Снова зазвучал вопль, не то рыдание, не то смех; казалось, будто у шакала были мягкие человеческие губы. Переведя дух, Маугли побежал к Скале Совета и по дороге обогнал волков из сионийской стаи. Фао и Акела, оба, сидели на скале; ниже помещались остальные, насторожившиеся, внимательные. Матери с волчатами убежали к своим логовищам; когда раздается фиал, слабым существам не время быть на открытом месте.
Ничего не было слышно, только Венгунга журчала и плескалась в темноте, да легкий вечерний ветер шелестел в вершинах деревьев; вдруг из-за реки раздался призыв волка.
Он не принадлежал к стае, потому что все сионийские волки были около Скалы Совета. Вой превратился в продолжительный отчаянный лай; он говорил: «Долы! Долы! Долы, долы!» По скалам зацарапали усталые лапы, и очень худой волк с окровавленными боками, со сломанной передней лапой и с пеной у рта бросился в круг и, задыхаясь, лег в ногах у Маугли.
– Хорошей охоты! Под чьим предводительством? – серьезно спросил его Фао.
– Хорошей охоты! Я – Вон-толла, – послышался ответ.
Это значило, что израненный пришелец – одинокий волк, что он сам заботится о себе, что его подруга и детеныши скрываются в уединенной пещере, по обычаю многих волков юга. Вон-толла значит отщепенец, волк, отделившийся ото всех стай. Раненый задыхался, и все видели, как от ударов сердца он качался то вперед, то назад.
– Кто идет? – спросил Фао (в джунглях всегда задают этот вопрос после того, как раздался фиал).
– Долы, долы, деканские долы! Рыжие собаки-убийцы! Они пришли с юга, говоря, что в Декане нет дичи, и по дороге убивают всё и всех. Когда эта луна была молода, я имел четверых близких – подругу и трех волчат. Она хотела научить их охотиться на травянистой низине, прятаться, чтобы выгонять оленя, как делаем всегда мы, жители открытых равнин. В полночь я услышал, как все они вместе воют по следу. Когда же подул ветер рассвета, я нашел их окоченевшие трупы… Четверо! Свободный Народ, четверо было их при начале этой луны! Тогда я решил воспользоваться своим правом крови и отыскал долов.

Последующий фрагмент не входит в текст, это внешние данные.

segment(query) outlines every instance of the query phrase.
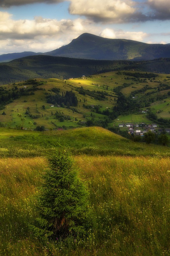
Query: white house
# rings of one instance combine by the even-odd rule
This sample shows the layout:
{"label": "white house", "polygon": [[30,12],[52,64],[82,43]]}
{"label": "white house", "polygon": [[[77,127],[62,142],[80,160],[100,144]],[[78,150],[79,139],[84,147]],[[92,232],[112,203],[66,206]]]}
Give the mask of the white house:
{"label": "white house", "polygon": [[133,124],[126,124],[126,127],[130,127],[131,126],[133,126]]}

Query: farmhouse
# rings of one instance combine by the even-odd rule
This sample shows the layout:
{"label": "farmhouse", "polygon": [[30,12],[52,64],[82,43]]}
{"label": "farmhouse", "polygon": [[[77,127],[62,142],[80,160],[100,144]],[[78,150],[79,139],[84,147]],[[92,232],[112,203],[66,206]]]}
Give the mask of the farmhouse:
{"label": "farmhouse", "polygon": [[151,132],[153,132],[153,131],[155,130],[155,129],[153,127],[151,127],[150,128],[149,128],[149,130],[150,130]]}
{"label": "farmhouse", "polygon": [[132,126],[133,125],[133,124],[126,124],[126,127],[131,127],[131,126]]}

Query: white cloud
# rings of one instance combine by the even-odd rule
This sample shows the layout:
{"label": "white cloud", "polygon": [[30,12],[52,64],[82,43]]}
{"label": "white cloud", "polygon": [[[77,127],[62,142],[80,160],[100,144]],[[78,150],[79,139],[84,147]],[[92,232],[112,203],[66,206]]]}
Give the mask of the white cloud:
{"label": "white cloud", "polygon": [[1,0],[0,7],[9,7],[12,5],[21,5],[35,3],[52,4],[59,3],[62,0]]}
{"label": "white cloud", "polygon": [[100,36],[106,38],[115,38],[116,35],[113,29],[110,28],[105,28],[100,34]]}
{"label": "white cloud", "polygon": [[[96,21],[126,22],[133,19],[137,11],[135,2],[132,0],[105,0],[104,3],[99,0],[70,0],[71,14],[84,15]],[[140,15],[138,13],[138,18]]]}
{"label": "white cloud", "polygon": [[103,37],[111,38],[122,38],[142,41],[147,34],[142,31],[131,32],[124,31],[122,30],[115,30],[106,28],[100,33],[100,35]]}
{"label": "white cloud", "polygon": [[169,0],[148,0],[146,4],[152,10],[153,19],[170,20]]}
{"label": "white cloud", "polygon": [[15,20],[7,12],[0,12],[0,54],[24,51],[45,52],[69,43],[84,32],[98,34],[91,21],[43,19]]}

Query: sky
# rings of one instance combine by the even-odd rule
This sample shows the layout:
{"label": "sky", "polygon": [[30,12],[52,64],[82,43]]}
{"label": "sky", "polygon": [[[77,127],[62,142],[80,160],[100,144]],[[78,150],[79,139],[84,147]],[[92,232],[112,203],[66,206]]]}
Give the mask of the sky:
{"label": "sky", "polygon": [[0,54],[50,51],[84,33],[170,43],[170,0],[0,0]]}

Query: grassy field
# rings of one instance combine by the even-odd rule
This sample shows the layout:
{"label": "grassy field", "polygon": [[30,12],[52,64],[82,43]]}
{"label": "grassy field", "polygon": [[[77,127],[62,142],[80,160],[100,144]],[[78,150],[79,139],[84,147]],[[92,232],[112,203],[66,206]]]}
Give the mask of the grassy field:
{"label": "grassy field", "polygon": [[[101,127],[0,132],[0,256],[169,255],[169,148]],[[91,223],[83,237],[43,242],[28,224],[38,217],[32,202],[46,156],[59,142],[87,184]]]}
{"label": "grassy field", "polygon": [[1,157],[44,156],[59,141],[63,146],[69,145],[74,155],[170,156],[167,147],[134,143],[100,127],[43,132],[4,128],[0,131]]}
{"label": "grassy field", "polygon": [[0,255],[169,255],[169,159],[74,158],[87,182],[93,224],[87,236],[42,243],[27,223],[44,158],[0,160]]}

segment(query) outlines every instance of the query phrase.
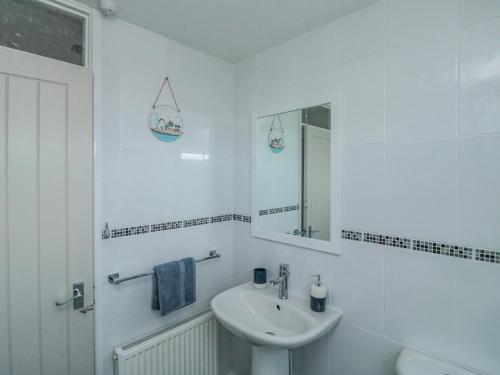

– Сколько их? – быстро спросил Маугли. И волки стаи заворчали глубоким горловым звуком.
– Я не знаю. Три дола никогда больше не будут убивать дичи; остальные же гнали меня, как оленя; они гнали меня, а я убегал от них на трех ногах. Смотри, Свободный Народ!
Он вытянул свою переднюю изуродованную лапу, потемневшую от запекшейся крови. Его бока были жестоко искусаны; горло разорвано.
– Поешь, – сказал Акела, отстраняясь от мяса, которое ему принес Маугли, и пришелец накинулся на остатки оленя.
– Ваше дело не пропадет, – скромно сказал он, утолив свой первый голод. – Дайте мне набраться сил, и я тоже буду убивать. Ведь опустело мое логовище, которое было полно, когда с неба смотрела новая луна, и долг крови уплачен не вполне.
Фао услышал, как под зубами Вон-толлы хрустнула толстая кость оленьего бедра, и одобрительно проворчал:
– Нам понадобятся эти челюсти. С долами идут детеныши?
– Нет, нет! Одни рыжие охотники, взрослые, сильные, хотя они и едят ящериц.
Вон-толла хотел сказать, что долы, рыжие собаки Декана, двигались ради охоты и убийства, а стая знала, что даже тигр уступает долам свою добычу.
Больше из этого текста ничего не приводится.